By default, Tau compacts automatically when the estimate gets close to the model’s context window. It checks three moments:

  • before a new prompt (to catch context added out-of-band),
  • after a successful turn (to compact before your next turn), and
  • after a context-overflow error (compact and retry once).

When it compacts, Tau asks the model to summarize older messages, keeps a recent suffix of the conversation, and continues. The original session file is never edited — only the active context sent to the provider changes.

The default threshold follows the model’s context window minus a reserve. You can override it for a run:

Terminal window
tau --auto-compact-threshold 100000

Automatic compaction is best-effort: if summarization fails, Tau logs it, keeps the original context, and carries on.

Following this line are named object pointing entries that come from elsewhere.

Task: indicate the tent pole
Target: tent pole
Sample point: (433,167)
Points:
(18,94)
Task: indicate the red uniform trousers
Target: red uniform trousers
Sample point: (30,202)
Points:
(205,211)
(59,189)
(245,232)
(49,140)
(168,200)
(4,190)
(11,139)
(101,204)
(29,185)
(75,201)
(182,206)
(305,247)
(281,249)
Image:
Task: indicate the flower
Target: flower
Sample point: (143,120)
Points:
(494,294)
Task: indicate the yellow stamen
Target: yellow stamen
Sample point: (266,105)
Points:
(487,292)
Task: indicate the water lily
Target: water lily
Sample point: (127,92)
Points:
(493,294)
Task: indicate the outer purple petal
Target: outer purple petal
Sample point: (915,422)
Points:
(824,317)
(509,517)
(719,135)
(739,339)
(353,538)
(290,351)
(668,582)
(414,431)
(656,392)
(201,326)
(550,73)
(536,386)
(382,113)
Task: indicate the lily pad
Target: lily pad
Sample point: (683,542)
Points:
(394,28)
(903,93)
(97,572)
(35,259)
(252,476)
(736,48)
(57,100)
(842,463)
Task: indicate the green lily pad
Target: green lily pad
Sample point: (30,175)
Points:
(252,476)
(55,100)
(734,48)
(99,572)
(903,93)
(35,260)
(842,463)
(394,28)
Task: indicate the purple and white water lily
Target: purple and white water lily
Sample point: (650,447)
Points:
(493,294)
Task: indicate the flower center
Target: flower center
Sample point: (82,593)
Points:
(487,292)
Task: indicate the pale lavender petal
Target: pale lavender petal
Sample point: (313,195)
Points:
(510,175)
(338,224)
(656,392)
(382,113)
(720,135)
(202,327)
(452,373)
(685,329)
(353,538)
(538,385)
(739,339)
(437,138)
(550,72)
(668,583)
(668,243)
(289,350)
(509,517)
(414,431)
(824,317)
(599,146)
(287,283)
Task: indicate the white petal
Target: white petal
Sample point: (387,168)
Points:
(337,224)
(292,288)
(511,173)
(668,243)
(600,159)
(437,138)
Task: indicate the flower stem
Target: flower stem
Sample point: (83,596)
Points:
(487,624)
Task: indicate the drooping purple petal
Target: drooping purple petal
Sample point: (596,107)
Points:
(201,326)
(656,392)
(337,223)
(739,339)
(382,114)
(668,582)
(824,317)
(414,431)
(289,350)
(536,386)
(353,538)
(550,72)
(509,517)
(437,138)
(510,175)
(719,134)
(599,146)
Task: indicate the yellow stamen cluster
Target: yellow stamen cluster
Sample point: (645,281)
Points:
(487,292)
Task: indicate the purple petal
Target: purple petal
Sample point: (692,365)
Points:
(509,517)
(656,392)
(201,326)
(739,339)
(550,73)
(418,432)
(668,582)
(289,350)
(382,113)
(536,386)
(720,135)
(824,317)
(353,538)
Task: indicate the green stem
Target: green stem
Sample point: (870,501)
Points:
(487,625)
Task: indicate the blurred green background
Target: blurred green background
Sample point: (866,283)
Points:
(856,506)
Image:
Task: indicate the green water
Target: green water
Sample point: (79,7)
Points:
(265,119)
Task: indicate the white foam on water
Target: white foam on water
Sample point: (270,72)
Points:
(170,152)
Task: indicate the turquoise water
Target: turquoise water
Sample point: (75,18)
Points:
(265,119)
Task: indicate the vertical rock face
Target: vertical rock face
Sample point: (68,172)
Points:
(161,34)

Compact on demand any time:

/compact
/compact focus on the database migration work

Optional text after /compact is added as extra focus for the summary. Manual compaction summarizes the whole active context into one summary and fails visibly if the request fails.

Some models can spend extra effort reasoning before answering. Tau exposes a thinking level you can cycle:

off → minimal → low → medium → high → xhigh
  • Shift+Tab cycles the thinking level (default is medium).
  • Ctrl+T toggles whether streamed reasoning tokens are shown (hidden by default).

Thinking is model-aware: Tau enables it only when the active provider declares supported levels for the active model. When it’s unavailable, /session shows the reason (e.g. the provider doesn’t declare thinking_levels, or the model isn’t listed). Custom providers can opt in via thinking_levels in their config — see Configuration.